## <center>Pleasantly Parallel</center>
### <center> Linh B. Ngo </center>
### <center> CPSC 3620 </center>

- Embarrassingly parallel/naturally parallel/pleasantly parallel
- “A computation that can obviously be divided into a number of completely different parts, each of which can be executed by a separate process.”


- No communication or very little communication among the processes.
- Each process can do its tasks without any interaction with the other processes.

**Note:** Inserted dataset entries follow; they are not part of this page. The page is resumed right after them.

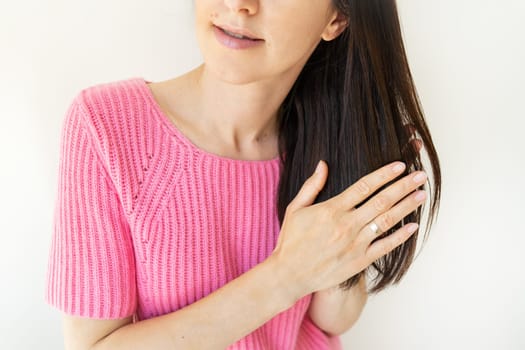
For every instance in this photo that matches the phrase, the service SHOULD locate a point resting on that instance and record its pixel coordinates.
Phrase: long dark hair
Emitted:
(350, 106)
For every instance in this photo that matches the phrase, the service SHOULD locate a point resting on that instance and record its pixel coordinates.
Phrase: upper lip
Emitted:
(240, 31)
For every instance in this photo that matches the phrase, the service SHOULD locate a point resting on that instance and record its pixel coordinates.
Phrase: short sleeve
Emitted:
(91, 267)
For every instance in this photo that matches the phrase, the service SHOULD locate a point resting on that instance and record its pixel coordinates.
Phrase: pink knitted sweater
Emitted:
(146, 222)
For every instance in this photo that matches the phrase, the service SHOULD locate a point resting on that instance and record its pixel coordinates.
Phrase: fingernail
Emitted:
(412, 227)
(318, 168)
(398, 167)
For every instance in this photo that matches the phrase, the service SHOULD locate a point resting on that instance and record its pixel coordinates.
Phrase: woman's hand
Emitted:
(324, 244)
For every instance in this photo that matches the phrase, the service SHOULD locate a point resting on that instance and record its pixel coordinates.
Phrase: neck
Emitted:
(241, 115)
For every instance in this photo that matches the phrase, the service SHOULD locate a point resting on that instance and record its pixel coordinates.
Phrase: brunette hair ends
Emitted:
(350, 106)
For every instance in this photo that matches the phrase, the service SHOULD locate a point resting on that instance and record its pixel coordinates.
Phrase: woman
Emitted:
(189, 215)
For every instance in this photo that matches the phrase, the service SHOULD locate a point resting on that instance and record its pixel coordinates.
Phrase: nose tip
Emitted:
(249, 7)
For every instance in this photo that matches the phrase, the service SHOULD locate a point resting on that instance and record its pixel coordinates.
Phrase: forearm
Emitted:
(335, 311)
(215, 321)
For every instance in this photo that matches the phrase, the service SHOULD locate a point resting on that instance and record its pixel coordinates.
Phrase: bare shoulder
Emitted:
(83, 333)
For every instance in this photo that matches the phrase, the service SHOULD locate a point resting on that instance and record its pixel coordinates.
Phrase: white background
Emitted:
(466, 289)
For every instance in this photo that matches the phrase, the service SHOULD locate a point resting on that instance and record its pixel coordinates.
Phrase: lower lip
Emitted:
(234, 43)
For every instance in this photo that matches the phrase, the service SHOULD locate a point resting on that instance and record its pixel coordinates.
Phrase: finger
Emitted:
(418, 144)
(411, 129)
(385, 199)
(367, 185)
(386, 245)
(311, 188)
(390, 218)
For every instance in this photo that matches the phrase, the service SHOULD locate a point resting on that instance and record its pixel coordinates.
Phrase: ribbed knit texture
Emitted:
(146, 222)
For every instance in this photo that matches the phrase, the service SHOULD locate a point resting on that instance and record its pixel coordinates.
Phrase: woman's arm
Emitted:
(213, 322)
(335, 311)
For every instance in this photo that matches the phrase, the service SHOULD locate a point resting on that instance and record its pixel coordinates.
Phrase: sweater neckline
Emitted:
(180, 135)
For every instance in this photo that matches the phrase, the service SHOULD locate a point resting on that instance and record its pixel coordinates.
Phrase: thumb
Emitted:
(311, 188)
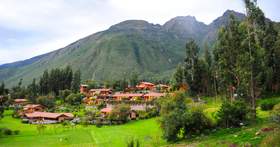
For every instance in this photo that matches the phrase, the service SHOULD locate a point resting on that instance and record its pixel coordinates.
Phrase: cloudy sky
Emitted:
(33, 27)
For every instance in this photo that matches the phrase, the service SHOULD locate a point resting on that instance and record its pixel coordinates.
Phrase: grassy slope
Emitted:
(56, 135)
(147, 131)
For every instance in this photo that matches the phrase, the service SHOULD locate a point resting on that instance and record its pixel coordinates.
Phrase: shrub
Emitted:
(271, 140)
(47, 101)
(7, 131)
(133, 143)
(178, 121)
(74, 99)
(120, 113)
(16, 132)
(268, 104)
(197, 123)
(233, 114)
(275, 114)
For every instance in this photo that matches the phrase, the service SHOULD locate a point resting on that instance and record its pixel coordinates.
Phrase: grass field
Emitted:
(147, 131)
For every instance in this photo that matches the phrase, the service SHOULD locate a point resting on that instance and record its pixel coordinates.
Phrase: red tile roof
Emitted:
(147, 83)
(154, 94)
(128, 95)
(20, 100)
(47, 115)
(106, 110)
(104, 89)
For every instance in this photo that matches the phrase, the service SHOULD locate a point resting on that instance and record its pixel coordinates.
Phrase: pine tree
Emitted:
(76, 81)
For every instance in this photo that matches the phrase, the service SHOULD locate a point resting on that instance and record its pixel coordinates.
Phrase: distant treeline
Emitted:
(51, 82)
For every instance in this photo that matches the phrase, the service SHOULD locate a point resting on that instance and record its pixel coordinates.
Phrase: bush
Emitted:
(47, 101)
(7, 131)
(120, 113)
(275, 114)
(233, 114)
(16, 132)
(74, 99)
(271, 140)
(197, 123)
(133, 143)
(268, 104)
(178, 121)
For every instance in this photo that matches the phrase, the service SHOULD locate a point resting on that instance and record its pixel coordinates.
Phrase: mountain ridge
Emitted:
(151, 50)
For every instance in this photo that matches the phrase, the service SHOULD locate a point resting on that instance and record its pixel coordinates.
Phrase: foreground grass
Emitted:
(147, 131)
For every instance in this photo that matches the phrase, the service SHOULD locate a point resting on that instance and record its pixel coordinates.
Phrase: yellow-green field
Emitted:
(147, 131)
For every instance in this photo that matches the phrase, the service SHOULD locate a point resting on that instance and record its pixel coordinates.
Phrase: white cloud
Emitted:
(52, 24)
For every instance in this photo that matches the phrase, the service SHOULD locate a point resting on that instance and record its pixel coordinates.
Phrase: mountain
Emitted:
(151, 50)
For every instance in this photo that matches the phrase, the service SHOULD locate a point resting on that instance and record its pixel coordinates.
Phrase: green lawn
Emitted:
(147, 131)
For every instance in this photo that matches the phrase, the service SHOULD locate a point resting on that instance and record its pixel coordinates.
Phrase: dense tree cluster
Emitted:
(178, 120)
(245, 62)
(59, 79)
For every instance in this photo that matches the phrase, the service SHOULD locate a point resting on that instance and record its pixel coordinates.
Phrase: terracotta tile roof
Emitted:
(32, 106)
(128, 95)
(147, 83)
(47, 115)
(154, 94)
(20, 100)
(106, 110)
(103, 89)
(163, 85)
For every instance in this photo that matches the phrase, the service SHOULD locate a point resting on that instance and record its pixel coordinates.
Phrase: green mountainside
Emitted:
(132, 46)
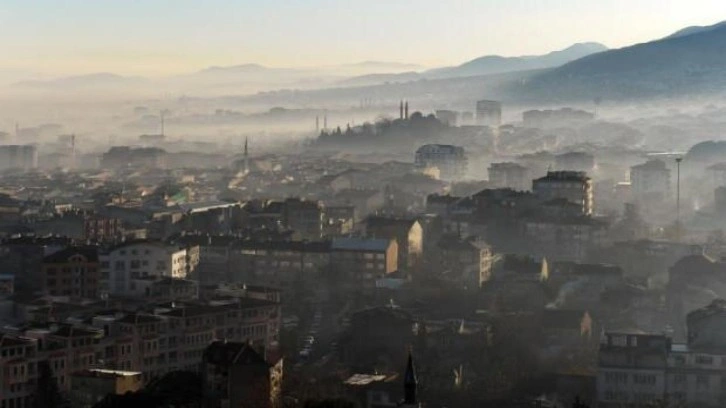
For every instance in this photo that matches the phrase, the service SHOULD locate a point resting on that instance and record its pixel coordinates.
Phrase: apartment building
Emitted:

**Python's NumPy library**
- Supports n-dimensional array
- Provides optimized and vectorized operations on multi-dimensional arrays in large-scale computations

**mpi4py and NumPy**
- lower-case communitation routines (send, recv, gather, scatter, reduce) in mpi4py
operate on Python's original data types with no optimization
- upper-case communication routines (Send, Recv, Bcast, Scatter, Gather, Reduce ...) require
Numpy and have syntax similar to the original MPI_xxxx routines in C

In [1]:
import ipyparallel
c=ipyparallel.Client(profile="mpicluster")
print(c.ids)

[0, 1, 2, 3, 4, 5, 6, 7, 8, 9, 10, 11, 12, 13, 14, 15]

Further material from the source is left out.